Hemos adquirido una parcela de 22.500 metros cuadrados para edificar un centro de recepción, selección y conservación de patata de siembra certificada. La nueva planta tendrá capacidad para albergar 9.500 toneladas, y estará equipada con tecnología óptica de calibrado y sistemas de refrigeración eficientes. Si todo va según lo estimado, la previsión es que las nuevas instalaciones estén operativas antes de que concluya este 2026. Esta nueva planta está llamada a convertirse en todo un referente dentro del sector, ya que hasta el momento no hay una instalación similar en todo el Estado que proporcione el especial y delicado cuidado que una patata de siembra necesita.
"Nuestra cooperativa asociada Paturpat da una segunda vida a esas patatas que, por su aspecto físico, no podían llegar a los lineales de los supermercados"
¿Cómo surgió la idea de Paturpat y qué resultados está dando?

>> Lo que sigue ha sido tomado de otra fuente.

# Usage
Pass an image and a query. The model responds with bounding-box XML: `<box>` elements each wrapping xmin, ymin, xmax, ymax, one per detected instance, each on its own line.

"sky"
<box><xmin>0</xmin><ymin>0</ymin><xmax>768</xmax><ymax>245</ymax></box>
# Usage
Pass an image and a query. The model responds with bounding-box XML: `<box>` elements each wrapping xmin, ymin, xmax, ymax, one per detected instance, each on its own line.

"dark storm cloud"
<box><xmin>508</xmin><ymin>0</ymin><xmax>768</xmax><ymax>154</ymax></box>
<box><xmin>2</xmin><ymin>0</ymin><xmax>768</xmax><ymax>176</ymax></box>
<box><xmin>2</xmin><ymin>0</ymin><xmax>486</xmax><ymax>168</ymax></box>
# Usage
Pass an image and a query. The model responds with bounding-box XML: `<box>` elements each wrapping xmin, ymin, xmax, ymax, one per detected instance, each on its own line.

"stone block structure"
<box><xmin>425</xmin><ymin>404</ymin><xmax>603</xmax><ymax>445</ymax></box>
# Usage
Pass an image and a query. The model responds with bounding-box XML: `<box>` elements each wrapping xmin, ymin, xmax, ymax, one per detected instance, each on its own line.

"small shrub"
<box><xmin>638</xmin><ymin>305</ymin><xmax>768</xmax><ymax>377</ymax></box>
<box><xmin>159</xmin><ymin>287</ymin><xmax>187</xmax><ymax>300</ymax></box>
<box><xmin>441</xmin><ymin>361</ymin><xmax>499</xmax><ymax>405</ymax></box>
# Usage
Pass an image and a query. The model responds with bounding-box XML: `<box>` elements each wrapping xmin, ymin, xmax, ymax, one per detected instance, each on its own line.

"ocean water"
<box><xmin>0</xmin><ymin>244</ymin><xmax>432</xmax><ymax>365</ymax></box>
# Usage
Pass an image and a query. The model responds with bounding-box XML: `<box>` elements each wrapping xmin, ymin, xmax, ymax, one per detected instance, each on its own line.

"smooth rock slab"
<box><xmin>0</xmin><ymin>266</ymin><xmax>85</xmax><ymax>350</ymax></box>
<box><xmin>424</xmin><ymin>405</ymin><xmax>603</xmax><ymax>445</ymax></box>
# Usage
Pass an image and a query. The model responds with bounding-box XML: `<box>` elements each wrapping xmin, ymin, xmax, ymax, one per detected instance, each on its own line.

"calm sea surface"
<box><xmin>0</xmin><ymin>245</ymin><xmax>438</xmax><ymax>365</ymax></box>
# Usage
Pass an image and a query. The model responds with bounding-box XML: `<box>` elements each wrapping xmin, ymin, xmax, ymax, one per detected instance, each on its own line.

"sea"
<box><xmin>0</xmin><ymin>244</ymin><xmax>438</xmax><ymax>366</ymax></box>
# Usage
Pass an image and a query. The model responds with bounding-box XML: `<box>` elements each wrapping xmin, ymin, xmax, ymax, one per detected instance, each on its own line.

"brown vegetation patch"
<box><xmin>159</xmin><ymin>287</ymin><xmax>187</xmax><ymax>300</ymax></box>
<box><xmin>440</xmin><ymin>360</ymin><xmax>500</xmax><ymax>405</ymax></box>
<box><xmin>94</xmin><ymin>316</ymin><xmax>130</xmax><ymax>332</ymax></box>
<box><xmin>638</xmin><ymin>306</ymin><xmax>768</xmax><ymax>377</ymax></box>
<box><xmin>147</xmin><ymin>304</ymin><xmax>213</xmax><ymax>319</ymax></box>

La idea de crear Paturpat surgió hace más de una década cuando nos dimos cuenta de que el contexto del mercado estaba cambiando. Y es que cada vez era mayor la exigencia por la calidad del producto debido a que las y los consumidores solo querían patatas que fueran bonitas estéticamente, por lo que cada vez era mayor el volumen de patata rechazada que teníamos. Pronto nos dimos cuenta de que debíamos buscar una solución para evitar tal desperdicio, por lo que iniciamos una intensa labor de investigación junto a centros tecnológicos de referencia en el sector agroalimentario. Y es así como optamos por crear nuestra cooperativa asociada Paturpat, para darles una segunda vida a esas patatas que, por su aspecto físico, no podían llegar a los lineales de los supermercados. Al trabajar con un producto totalmente innovador, los inicios de este nuevo proyecto tampoco fueron nada fáciles, pero por fortuna, hoy, una década después, podemos decir que Paturpat, con un catálogo de más de 35 referencias diferentes, se ha convertido en una empresa referente dentro del mercado de la patata transformada.